Citing the recent scandal of poor standards at Winterbourne View care home, Bristol GP Mark Corcoran said the CQC had inspected the care home three times in the preceding three years but had judged it compliant in terms of quality and safety.

He said it took a new member of staff to blow the whistle and make the issue public, after the CQC failed to respond to concerns.

‘It seems the CQC ignores big, serious issues, but pursues well-run care homes with petty rules,’ he said.

He said that although the CQC said it had changed, there was too much finger-pointing and blaming of previous regimes at the organisation – and that it had already had the opportunity to improve.

‘How many chances are they going to get? If it was a doctor, the CQC would be struck off,’ he said.

‘The CQC should shut up, grow up, and get its priorities right.’

Doctors agreed that the CQC should be held to account and public scrutiny following the public inquiry into failings at Mid Staffordshire NHS Foundation Trust, that a chief inspector of primary care was not necessary and should not be appointed, and that the information governance function of the CQC should be removed.

Doctors and medical students also condemned the force feeding of prisoners on hunger strike in Guantanamo Bay.

They vowed to support any clinician who challenged this or any other cruel, inhuman or degrading practice and called for all governments to ensure prisoners had access to confidential, independent medical treatment.

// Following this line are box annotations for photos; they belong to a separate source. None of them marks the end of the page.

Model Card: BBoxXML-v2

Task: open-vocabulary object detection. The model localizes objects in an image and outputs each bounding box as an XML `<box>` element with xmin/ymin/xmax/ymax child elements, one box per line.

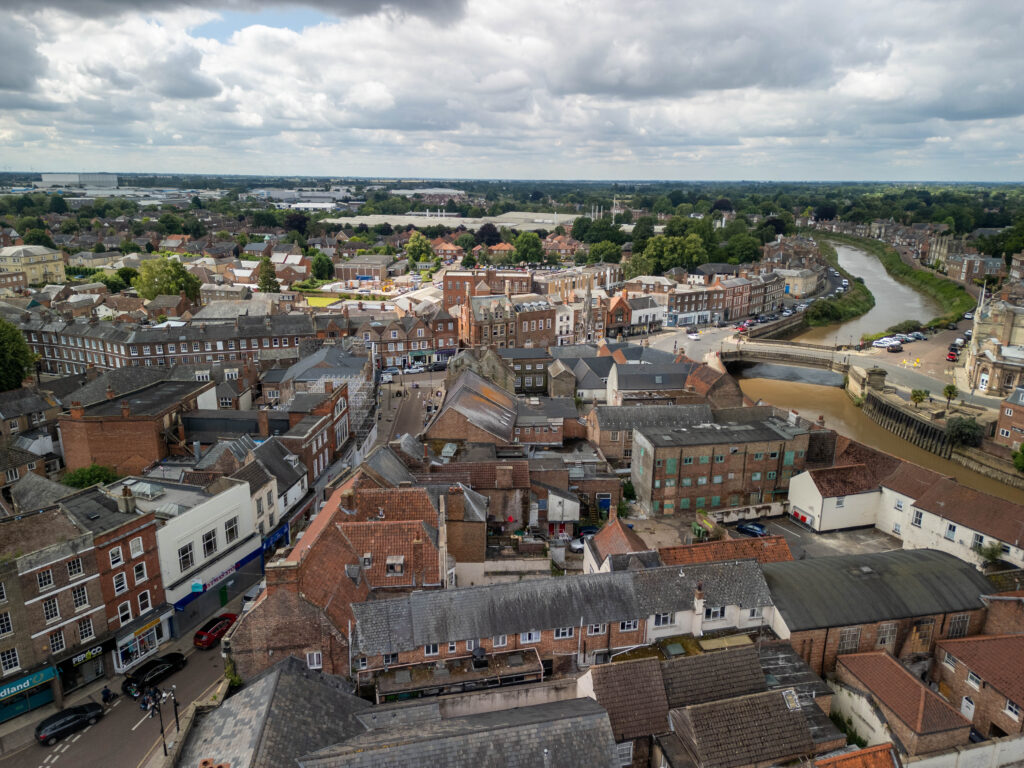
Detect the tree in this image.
<box><xmin>312</xmin><ymin>253</ymin><xmax>334</xmax><ymax>280</ymax></box>
<box><xmin>406</xmin><ymin>232</ymin><xmax>434</xmax><ymax>263</ymax></box>
<box><xmin>942</xmin><ymin>384</ymin><xmax>959</xmax><ymax>411</ymax></box>
<box><xmin>118</xmin><ymin>266</ymin><xmax>138</xmax><ymax>286</ymax></box>
<box><xmin>132</xmin><ymin>257</ymin><xmax>202</xmax><ymax>301</ymax></box>
<box><xmin>22</xmin><ymin>229</ymin><xmax>57</xmax><ymax>251</ymax></box>
<box><xmin>0</xmin><ymin>319</ymin><xmax>35</xmax><ymax>392</ymax></box>
<box><xmin>60</xmin><ymin>464</ymin><xmax>120</xmax><ymax>488</ymax></box>
<box><xmin>512</xmin><ymin>232</ymin><xmax>544</xmax><ymax>264</ymax></box>
<box><xmin>258</xmin><ymin>256</ymin><xmax>281</xmax><ymax>293</ymax></box>
<box><xmin>587</xmin><ymin>240</ymin><xmax>623</xmax><ymax>264</ymax></box>
<box><xmin>476</xmin><ymin>221</ymin><xmax>502</xmax><ymax>248</ymax></box>
<box><xmin>946</xmin><ymin>416</ymin><xmax>985</xmax><ymax>447</ymax></box>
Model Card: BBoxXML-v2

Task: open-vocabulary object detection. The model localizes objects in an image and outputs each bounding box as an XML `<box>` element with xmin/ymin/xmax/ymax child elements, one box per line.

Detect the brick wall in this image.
<box><xmin>932</xmin><ymin>648</ymin><xmax>1024</xmax><ymax>736</ymax></box>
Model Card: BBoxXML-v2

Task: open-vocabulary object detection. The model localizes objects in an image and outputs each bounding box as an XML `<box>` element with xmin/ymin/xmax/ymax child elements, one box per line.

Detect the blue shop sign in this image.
<box><xmin>0</xmin><ymin>667</ymin><xmax>53</xmax><ymax>701</ymax></box>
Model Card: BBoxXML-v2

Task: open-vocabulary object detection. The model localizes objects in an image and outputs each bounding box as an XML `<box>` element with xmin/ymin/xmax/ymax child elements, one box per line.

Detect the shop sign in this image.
<box><xmin>71</xmin><ymin>645</ymin><xmax>103</xmax><ymax>667</ymax></box>
<box><xmin>0</xmin><ymin>667</ymin><xmax>53</xmax><ymax>700</ymax></box>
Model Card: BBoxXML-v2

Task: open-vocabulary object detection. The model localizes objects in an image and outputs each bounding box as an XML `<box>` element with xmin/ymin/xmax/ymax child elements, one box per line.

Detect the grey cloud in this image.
<box><xmin>0</xmin><ymin>22</ymin><xmax>46</xmax><ymax>91</ymax></box>
<box><xmin>0</xmin><ymin>0</ymin><xmax>467</xmax><ymax>20</ymax></box>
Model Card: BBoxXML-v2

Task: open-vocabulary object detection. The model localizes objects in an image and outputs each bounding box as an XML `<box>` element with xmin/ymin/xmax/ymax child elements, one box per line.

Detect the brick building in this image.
<box><xmin>59</xmin><ymin>381</ymin><xmax>214</xmax><ymax>474</ymax></box>
<box><xmin>932</xmin><ymin>635</ymin><xmax>1024</xmax><ymax>738</ymax></box>
<box><xmin>630</xmin><ymin>408</ymin><xmax>810</xmax><ymax>515</ymax></box>
<box><xmin>761</xmin><ymin>550</ymin><xmax>991</xmax><ymax>675</ymax></box>
<box><xmin>834</xmin><ymin>650</ymin><xmax>971</xmax><ymax>758</ymax></box>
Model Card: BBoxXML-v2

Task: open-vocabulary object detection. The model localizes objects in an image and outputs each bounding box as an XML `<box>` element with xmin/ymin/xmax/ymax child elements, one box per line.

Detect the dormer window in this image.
<box><xmin>387</xmin><ymin>555</ymin><xmax>406</xmax><ymax>575</ymax></box>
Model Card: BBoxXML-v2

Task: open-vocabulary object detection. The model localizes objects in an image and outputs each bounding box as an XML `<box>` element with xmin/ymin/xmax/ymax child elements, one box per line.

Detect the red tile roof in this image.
<box><xmin>593</xmin><ymin>517</ymin><xmax>650</xmax><ymax>562</ymax></box>
<box><xmin>657</xmin><ymin>536</ymin><xmax>793</xmax><ymax>565</ymax></box>
<box><xmin>814</xmin><ymin>741</ymin><xmax>899</xmax><ymax>768</ymax></box>
<box><xmin>938</xmin><ymin>635</ymin><xmax>1024</xmax><ymax>707</ymax></box>
<box><xmin>838</xmin><ymin>650</ymin><xmax>971</xmax><ymax>740</ymax></box>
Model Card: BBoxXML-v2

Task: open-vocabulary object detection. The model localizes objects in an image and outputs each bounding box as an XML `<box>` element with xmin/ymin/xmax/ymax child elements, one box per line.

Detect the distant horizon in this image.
<box><xmin>0</xmin><ymin>0</ymin><xmax>1024</xmax><ymax>184</ymax></box>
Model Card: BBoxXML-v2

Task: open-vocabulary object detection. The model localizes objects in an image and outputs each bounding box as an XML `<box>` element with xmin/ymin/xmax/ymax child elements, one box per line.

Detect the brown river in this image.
<box><xmin>739</xmin><ymin>366</ymin><xmax>1024</xmax><ymax>504</ymax></box>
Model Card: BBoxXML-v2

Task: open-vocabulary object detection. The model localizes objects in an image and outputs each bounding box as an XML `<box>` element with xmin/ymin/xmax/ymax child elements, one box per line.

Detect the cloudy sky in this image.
<box><xmin>0</xmin><ymin>0</ymin><xmax>1024</xmax><ymax>180</ymax></box>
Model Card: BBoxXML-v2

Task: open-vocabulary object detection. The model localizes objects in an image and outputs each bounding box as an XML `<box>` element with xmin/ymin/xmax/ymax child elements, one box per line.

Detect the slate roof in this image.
<box><xmin>352</xmin><ymin>560</ymin><xmax>771</xmax><ymax>655</ymax></box>
<box><xmin>938</xmin><ymin>635</ymin><xmax>1024</xmax><ymax>707</ymax></box>
<box><xmin>657</xmin><ymin>536</ymin><xmax>793</xmax><ymax>565</ymax></box>
<box><xmin>177</xmin><ymin>656</ymin><xmax>370</xmax><ymax>768</ymax></box>
<box><xmin>594</xmin><ymin>406</ymin><xmax>715</xmax><ymax>431</ymax></box>
<box><xmin>913</xmin><ymin>478</ymin><xmax>1024</xmax><ymax>547</ymax></box>
<box><xmin>761</xmin><ymin>549</ymin><xmax>991</xmax><ymax>632</ymax></box>
<box><xmin>296</xmin><ymin>698</ymin><xmax>617</xmax><ymax>768</ymax></box>
<box><xmin>590</xmin><ymin>658</ymin><xmax>669</xmax><ymax>741</ymax></box>
<box><xmin>660</xmin><ymin>647</ymin><xmax>768</xmax><ymax>710</ymax></box>
<box><xmin>671</xmin><ymin>691</ymin><xmax>814</xmax><ymax>768</ymax></box>
<box><xmin>837</xmin><ymin>650</ymin><xmax>971</xmax><ymax>735</ymax></box>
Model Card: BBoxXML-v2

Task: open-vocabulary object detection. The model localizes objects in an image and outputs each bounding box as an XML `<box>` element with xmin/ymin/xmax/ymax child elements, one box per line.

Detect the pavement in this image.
<box><xmin>0</xmin><ymin>595</ymin><xmax>242</xmax><ymax>768</ymax></box>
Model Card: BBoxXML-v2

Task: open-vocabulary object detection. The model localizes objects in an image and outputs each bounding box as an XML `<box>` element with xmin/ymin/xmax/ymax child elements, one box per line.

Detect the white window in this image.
<box><xmin>615</xmin><ymin>741</ymin><xmax>633</xmax><ymax>766</ymax></box>
<box><xmin>203</xmin><ymin>528</ymin><xmax>217</xmax><ymax>557</ymax></box>
<box><xmin>224</xmin><ymin>516</ymin><xmax>239</xmax><ymax>544</ymax></box>
<box><xmin>78</xmin><ymin>616</ymin><xmax>96</xmax><ymax>643</ymax></box>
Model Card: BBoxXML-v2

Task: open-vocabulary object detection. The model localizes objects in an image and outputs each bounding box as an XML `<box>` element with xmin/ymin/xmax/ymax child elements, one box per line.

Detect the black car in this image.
<box><xmin>36</xmin><ymin>701</ymin><xmax>103</xmax><ymax>746</ymax></box>
<box><xmin>121</xmin><ymin>653</ymin><xmax>185</xmax><ymax>698</ymax></box>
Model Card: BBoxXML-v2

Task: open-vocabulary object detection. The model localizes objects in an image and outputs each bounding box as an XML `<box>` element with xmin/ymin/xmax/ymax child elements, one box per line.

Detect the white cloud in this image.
<box><xmin>0</xmin><ymin>0</ymin><xmax>1024</xmax><ymax>179</ymax></box>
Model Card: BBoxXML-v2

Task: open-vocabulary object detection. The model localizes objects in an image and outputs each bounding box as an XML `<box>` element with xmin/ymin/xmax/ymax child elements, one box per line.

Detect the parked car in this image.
<box><xmin>36</xmin><ymin>701</ymin><xmax>103</xmax><ymax>746</ymax></box>
<box><xmin>121</xmin><ymin>653</ymin><xmax>188</xmax><ymax>698</ymax></box>
<box><xmin>193</xmin><ymin>613</ymin><xmax>239</xmax><ymax>648</ymax></box>
<box><xmin>736</xmin><ymin>520</ymin><xmax>768</xmax><ymax>537</ymax></box>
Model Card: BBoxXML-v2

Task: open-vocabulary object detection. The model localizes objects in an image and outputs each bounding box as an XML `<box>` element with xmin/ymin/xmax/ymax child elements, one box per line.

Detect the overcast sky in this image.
<box><xmin>0</xmin><ymin>0</ymin><xmax>1024</xmax><ymax>180</ymax></box>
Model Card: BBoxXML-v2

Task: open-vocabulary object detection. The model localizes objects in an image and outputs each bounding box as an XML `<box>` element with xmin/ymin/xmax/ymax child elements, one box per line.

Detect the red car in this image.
<box><xmin>193</xmin><ymin>613</ymin><xmax>239</xmax><ymax>648</ymax></box>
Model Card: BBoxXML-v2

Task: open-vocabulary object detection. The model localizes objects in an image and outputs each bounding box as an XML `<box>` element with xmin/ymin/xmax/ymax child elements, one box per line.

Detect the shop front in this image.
<box><xmin>114</xmin><ymin>603</ymin><xmax>174</xmax><ymax>675</ymax></box>
<box><xmin>57</xmin><ymin>637</ymin><xmax>116</xmax><ymax>693</ymax></box>
<box><xmin>0</xmin><ymin>667</ymin><xmax>56</xmax><ymax>723</ymax></box>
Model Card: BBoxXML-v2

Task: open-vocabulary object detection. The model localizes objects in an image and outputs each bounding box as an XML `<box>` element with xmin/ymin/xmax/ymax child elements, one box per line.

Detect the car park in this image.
<box><xmin>121</xmin><ymin>653</ymin><xmax>187</xmax><ymax>698</ymax></box>
<box><xmin>736</xmin><ymin>520</ymin><xmax>768</xmax><ymax>537</ymax></box>
<box><xmin>36</xmin><ymin>701</ymin><xmax>103</xmax><ymax>745</ymax></box>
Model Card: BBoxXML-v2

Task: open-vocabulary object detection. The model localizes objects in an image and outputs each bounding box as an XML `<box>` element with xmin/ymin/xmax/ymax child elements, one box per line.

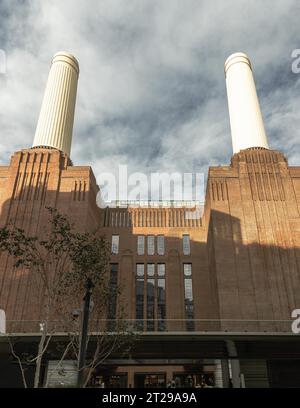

London GP Jackie Applebee said there were still 166 detainees languishing in the US-military base, five years after president Barack Obama pledged to close the prison.

Of these, 86 have been cleared for release but have not been because of US security concerns.

She insisted: ‘The men see no hope of release and 104 have gone on hunger strike in despair. Of these, 44 are now being force-fed despite their clearly stated wish not to be treated, and to be allowed to die.’

Dr Applebee said the hunger strikers had written an open letter to the military doctors insisting they were competent to decide to die, and she described the force feeding as brutal.

She explained: ‘It has been reported that prisoners are required to wear masks over their mouths while they sit shackled in restraint chairs for as long as two hours with a nasogastric tube in situ.

Sometimes metal tubes are used.’

BMA council chair Dr Mark Porter has written to the US president and his head of defence, calling for the practice to end.